CVE-2018-14802

Name of the Vulnerable Software and Affected Versions Fuji Electric FRENIC LOADER version 3.3 Fuji Electric FRENIC LOADER version 7.3.4.1a of FRENIC-Mini (C1) Fuji Electric FRENIC LOADER version 7.3.4.1a of FRENIC-Mini (C2) Fuji Electric FRENIC LOADER version 7.3.4.1a of FRENIC-Eco Fuji Electric FRENIC LOADER version 7.3.4.1a of FRENIC-Multi Fuji Electric FRENIC LOADER version 7.3.4.1a of FRENIC-MEGA Fuji Electric FRENIC LOADER version 7.3.4.1a of FRENIC-Ace

Description The issue arises from the program's failure to properly check user-supplied comments, potentially allowing for arbitrary remote code execution.

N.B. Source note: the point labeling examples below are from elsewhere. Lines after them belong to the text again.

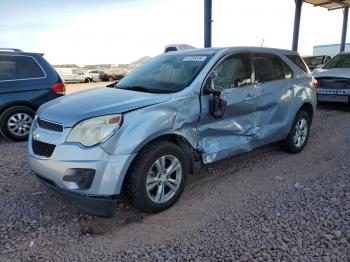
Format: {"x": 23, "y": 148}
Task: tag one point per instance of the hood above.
{"x": 334, "y": 72}
{"x": 73, "y": 108}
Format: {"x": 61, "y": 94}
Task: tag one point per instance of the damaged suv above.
{"x": 145, "y": 134}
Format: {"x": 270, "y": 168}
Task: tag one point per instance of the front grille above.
{"x": 49, "y": 125}
{"x": 42, "y": 149}
{"x": 333, "y": 82}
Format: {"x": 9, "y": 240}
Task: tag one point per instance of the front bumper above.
{"x": 67, "y": 158}
{"x": 97, "y": 206}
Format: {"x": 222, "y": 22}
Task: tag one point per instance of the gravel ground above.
{"x": 263, "y": 205}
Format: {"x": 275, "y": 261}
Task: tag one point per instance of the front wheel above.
{"x": 15, "y": 123}
{"x": 299, "y": 133}
{"x": 157, "y": 177}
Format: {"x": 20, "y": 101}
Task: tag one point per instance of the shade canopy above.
{"x": 329, "y": 4}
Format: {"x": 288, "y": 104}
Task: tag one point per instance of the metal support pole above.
{"x": 297, "y": 16}
{"x": 345, "y": 27}
{"x": 207, "y": 23}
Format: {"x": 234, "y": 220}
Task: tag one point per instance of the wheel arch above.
{"x": 308, "y": 108}
{"x": 192, "y": 155}
{"x": 15, "y": 104}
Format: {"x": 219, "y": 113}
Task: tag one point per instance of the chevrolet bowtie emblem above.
{"x": 36, "y": 135}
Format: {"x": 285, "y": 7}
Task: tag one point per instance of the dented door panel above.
{"x": 272, "y": 107}
{"x": 236, "y": 131}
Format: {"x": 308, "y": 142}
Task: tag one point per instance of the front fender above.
{"x": 179, "y": 117}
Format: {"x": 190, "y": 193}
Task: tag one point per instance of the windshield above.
{"x": 165, "y": 74}
{"x": 339, "y": 61}
{"x": 314, "y": 60}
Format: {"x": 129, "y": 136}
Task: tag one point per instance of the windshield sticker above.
{"x": 194, "y": 58}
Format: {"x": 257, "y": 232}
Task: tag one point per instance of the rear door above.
{"x": 275, "y": 85}
{"x": 235, "y": 132}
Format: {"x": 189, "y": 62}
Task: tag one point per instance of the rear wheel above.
{"x": 299, "y": 133}
{"x": 15, "y": 123}
{"x": 157, "y": 177}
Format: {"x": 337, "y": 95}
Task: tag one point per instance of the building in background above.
{"x": 330, "y": 50}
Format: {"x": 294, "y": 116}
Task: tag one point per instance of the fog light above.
{"x": 82, "y": 177}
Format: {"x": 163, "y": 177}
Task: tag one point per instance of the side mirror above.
{"x": 217, "y": 104}
{"x": 208, "y": 90}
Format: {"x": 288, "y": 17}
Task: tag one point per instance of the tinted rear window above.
{"x": 268, "y": 68}
{"x": 339, "y": 61}
{"x": 296, "y": 59}
{"x": 14, "y": 67}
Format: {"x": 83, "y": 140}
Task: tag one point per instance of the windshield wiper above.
{"x": 141, "y": 89}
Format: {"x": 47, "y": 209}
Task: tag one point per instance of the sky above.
{"x": 121, "y": 31}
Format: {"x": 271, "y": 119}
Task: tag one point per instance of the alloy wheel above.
{"x": 164, "y": 179}
{"x": 300, "y": 132}
{"x": 19, "y": 124}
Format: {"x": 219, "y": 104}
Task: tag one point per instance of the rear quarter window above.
{"x": 268, "y": 68}
{"x": 298, "y": 61}
{"x": 17, "y": 67}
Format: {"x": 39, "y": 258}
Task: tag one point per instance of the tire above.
{"x": 292, "y": 146}
{"x": 15, "y": 123}
{"x": 145, "y": 168}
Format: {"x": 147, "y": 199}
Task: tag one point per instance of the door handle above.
{"x": 292, "y": 87}
{"x": 250, "y": 95}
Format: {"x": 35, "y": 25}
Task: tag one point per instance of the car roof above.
{"x": 212, "y": 51}
{"x": 14, "y": 51}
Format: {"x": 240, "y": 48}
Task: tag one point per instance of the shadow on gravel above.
{"x": 334, "y": 106}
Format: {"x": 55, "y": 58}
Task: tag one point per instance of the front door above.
{"x": 235, "y": 131}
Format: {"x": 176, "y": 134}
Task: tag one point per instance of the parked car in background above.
{"x": 74, "y": 75}
{"x": 334, "y": 79}
{"x": 145, "y": 134}
{"x": 95, "y": 74}
{"x": 177, "y": 47}
{"x": 26, "y": 81}
{"x": 113, "y": 74}
{"x": 316, "y": 61}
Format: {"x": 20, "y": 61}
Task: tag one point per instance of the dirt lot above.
{"x": 263, "y": 205}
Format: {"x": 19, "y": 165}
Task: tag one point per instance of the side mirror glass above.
{"x": 208, "y": 88}
{"x": 217, "y": 104}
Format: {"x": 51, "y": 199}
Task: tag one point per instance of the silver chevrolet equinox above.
{"x": 142, "y": 136}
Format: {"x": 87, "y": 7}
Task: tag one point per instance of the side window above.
{"x": 234, "y": 71}
{"x": 296, "y": 59}
{"x": 288, "y": 72}
{"x": 268, "y": 68}
{"x": 19, "y": 67}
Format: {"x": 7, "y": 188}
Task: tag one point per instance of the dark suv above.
{"x": 27, "y": 80}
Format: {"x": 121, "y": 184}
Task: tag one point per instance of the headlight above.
{"x": 95, "y": 130}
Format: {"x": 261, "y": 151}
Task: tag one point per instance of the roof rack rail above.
{"x": 11, "y": 49}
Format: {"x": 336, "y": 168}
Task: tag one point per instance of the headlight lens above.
{"x": 95, "y": 130}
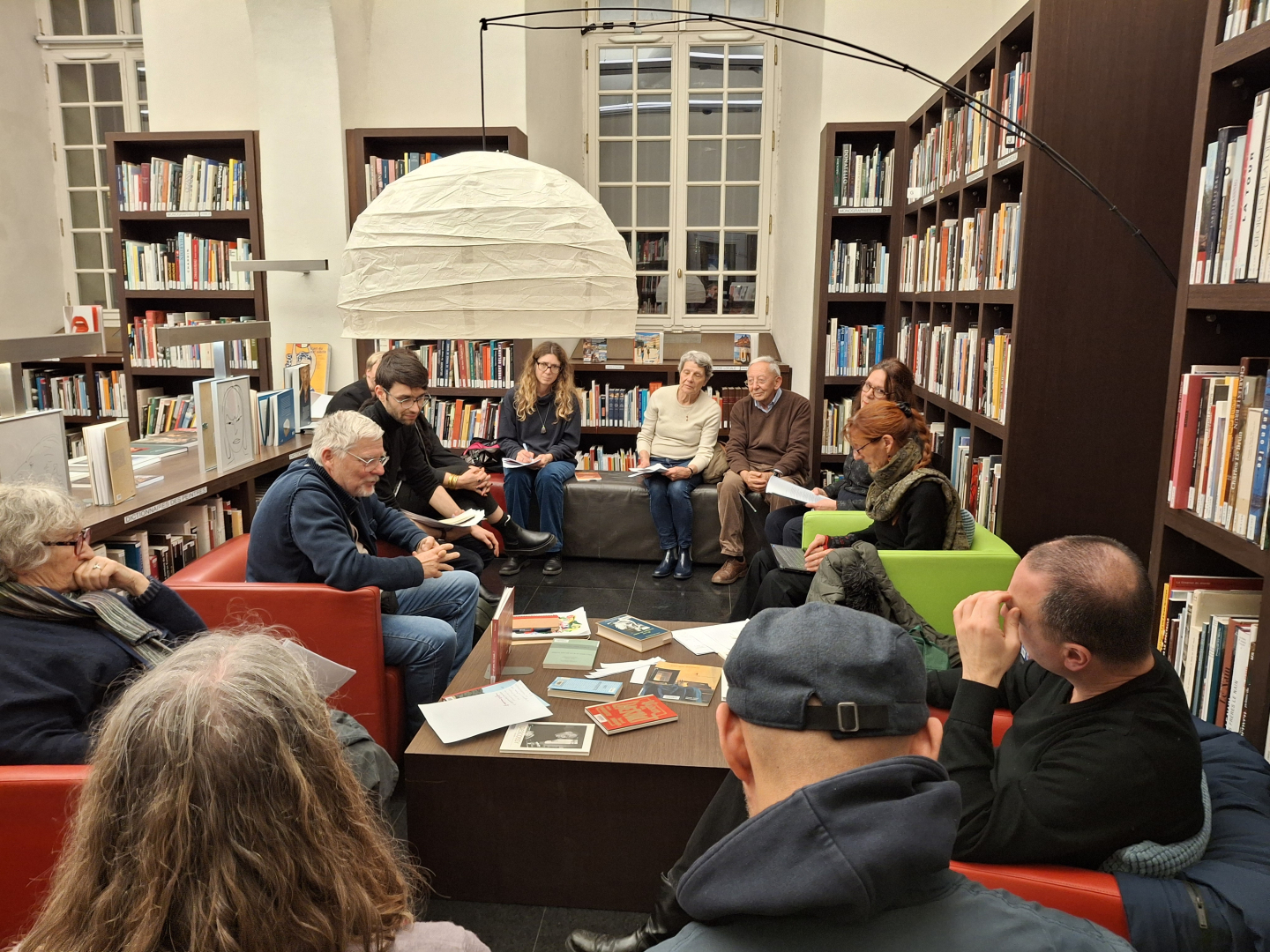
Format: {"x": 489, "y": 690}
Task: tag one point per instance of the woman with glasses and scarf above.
{"x": 72, "y": 626}
{"x": 912, "y": 504}
{"x": 540, "y": 428}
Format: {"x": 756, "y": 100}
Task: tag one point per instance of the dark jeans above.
{"x": 672, "y": 505}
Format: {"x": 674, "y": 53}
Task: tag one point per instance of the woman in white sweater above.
{"x": 680, "y": 430}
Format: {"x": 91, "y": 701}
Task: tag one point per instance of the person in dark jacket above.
{"x": 851, "y": 816}
{"x": 355, "y": 394}
{"x": 412, "y": 480}
{"x": 319, "y": 524}
{"x": 540, "y": 427}
{"x": 72, "y": 628}
{"x": 912, "y": 505}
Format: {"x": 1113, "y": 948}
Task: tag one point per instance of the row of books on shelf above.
{"x": 185, "y": 262}
{"x": 1220, "y": 467}
{"x": 966, "y": 367}
{"x": 863, "y": 179}
{"x": 193, "y": 184}
{"x": 967, "y": 256}
{"x": 145, "y": 352}
{"x": 850, "y": 352}
{"x": 857, "y": 267}
{"x": 70, "y": 392}
{"x": 381, "y": 173}
{"x": 1208, "y": 629}
{"x": 1229, "y": 242}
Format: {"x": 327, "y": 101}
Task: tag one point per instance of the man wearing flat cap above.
{"x": 851, "y": 816}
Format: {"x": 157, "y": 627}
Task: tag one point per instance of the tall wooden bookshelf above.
{"x": 850, "y": 224}
{"x": 158, "y": 227}
{"x": 1110, "y": 89}
{"x": 1215, "y": 324}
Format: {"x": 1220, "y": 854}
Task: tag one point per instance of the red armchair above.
{"x": 34, "y": 805}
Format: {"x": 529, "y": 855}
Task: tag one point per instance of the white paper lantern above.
{"x": 484, "y": 244}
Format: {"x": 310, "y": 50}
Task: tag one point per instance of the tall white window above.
{"x": 94, "y": 72}
{"x": 680, "y": 147}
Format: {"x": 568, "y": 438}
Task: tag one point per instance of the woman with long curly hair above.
{"x": 220, "y": 816}
{"x": 540, "y": 427}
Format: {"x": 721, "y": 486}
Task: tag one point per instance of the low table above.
{"x": 539, "y": 829}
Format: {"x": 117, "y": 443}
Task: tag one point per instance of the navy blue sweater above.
{"x": 303, "y": 531}
{"x": 56, "y": 678}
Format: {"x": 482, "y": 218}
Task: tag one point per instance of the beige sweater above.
{"x": 677, "y": 432}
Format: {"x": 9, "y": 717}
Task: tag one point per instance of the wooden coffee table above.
{"x": 586, "y": 831}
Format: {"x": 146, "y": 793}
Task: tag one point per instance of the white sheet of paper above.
{"x": 790, "y": 490}
{"x": 328, "y": 675}
{"x": 469, "y": 716}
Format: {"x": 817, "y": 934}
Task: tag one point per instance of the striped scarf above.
{"x": 113, "y": 614}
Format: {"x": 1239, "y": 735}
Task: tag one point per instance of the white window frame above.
{"x": 680, "y": 37}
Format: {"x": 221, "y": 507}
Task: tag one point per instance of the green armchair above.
{"x": 932, "y": 580}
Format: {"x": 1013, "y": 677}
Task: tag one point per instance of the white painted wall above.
{"x": 31, "y": 264}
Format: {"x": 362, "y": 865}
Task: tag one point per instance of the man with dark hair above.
{"x": 413, "y": 480}
{"x": 1102, "y": 753}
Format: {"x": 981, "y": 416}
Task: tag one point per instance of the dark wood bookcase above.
{"x": 158, "y": 227}
{"x": 1215, "y": 324}
{"x": 1110, "y": 90}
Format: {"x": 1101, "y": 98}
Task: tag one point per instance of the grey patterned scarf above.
{"x": 45, "y": 605}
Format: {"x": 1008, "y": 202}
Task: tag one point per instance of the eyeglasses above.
{"x": 372, "y": 461}
{"x": 84, "y": 537}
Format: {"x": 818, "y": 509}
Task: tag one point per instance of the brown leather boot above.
{"x": 730, "y": 570}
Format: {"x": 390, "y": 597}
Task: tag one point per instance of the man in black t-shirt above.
{"x": 1102, "y": 753}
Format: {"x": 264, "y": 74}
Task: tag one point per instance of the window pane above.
{"x": 741, "y": 251}
{"x": 79, "y": 167}
{"x": 615, "y": 161}
{"x": 109, "y": 118}
{"x": 77, "y": 126}
{"x": 744, "y": 113}
{"x": 743, "y": 159}
{"x": 101, "y": 17}
{"x": 653, "y": 207}
{"x": 703, "y": 206}
{"x": 654, "y": 115}
{"x": 744, "y": 66}
{"x": 705, "y": 66}
{"x": 66, "y": 22}
{"x": 738, "y": 294}
{"x": 92, "y": 288}
{"x": 705, "y": 158}
{"x": 703, "y": 251}
{"x": 617, "y": 205}
{"x": 106, "y": 83}
{"x": 705, "y": 115}
{"x": 615, "y": 68}
{"x": 72, "y": 81}
{"x": 615, "y": 115}
{"x": 88, "y": 249}
{"x": 654, "y": 68}
{"x": 654, "y": 161}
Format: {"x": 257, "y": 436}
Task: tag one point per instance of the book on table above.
{"x": 631, "y": 632}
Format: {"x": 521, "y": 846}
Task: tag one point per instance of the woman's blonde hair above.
{"x": 527, "y": 386}
{"x": 220, "y": 816}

Recommendations For Fuji Electric FRENIC LOADER version 3.3, update to a version that properly checks user-supplied comments to prevent arbitrary remote code execution. For Fuji Electric FRENIC LOADER version 7.3.4.1a of FRENIC-Mini (C1), restrict user input to prevent exploitation until a patch is available. For Fuji Electric FRENIC LOADER version 7.3.4.1a of FRENIC-Mini (C2), restrict user input to prevent exploitation until a patch is available. For Fuji Electric FRENIC LOADER version 7.3.4.1a of FRENIC-Eco, restrict user input to prevent exploitation until a patch is available. For Fuji Electric FRENIC LOADER version 7.3.4.1a of FRENIC-Multi, restrict user input to prevent exploitation until a patch is available. For Fuji Electric FRENIC LOADER version 7.3.4.1a of FRENIC-MEGA, restrict user input to prevent exploitation until a patch is available. For Fuji Electric FRENIC LOADER version 7.3.4.1a of FRENIC-Ace, restrict user input to prevent exploitation until a patch is available.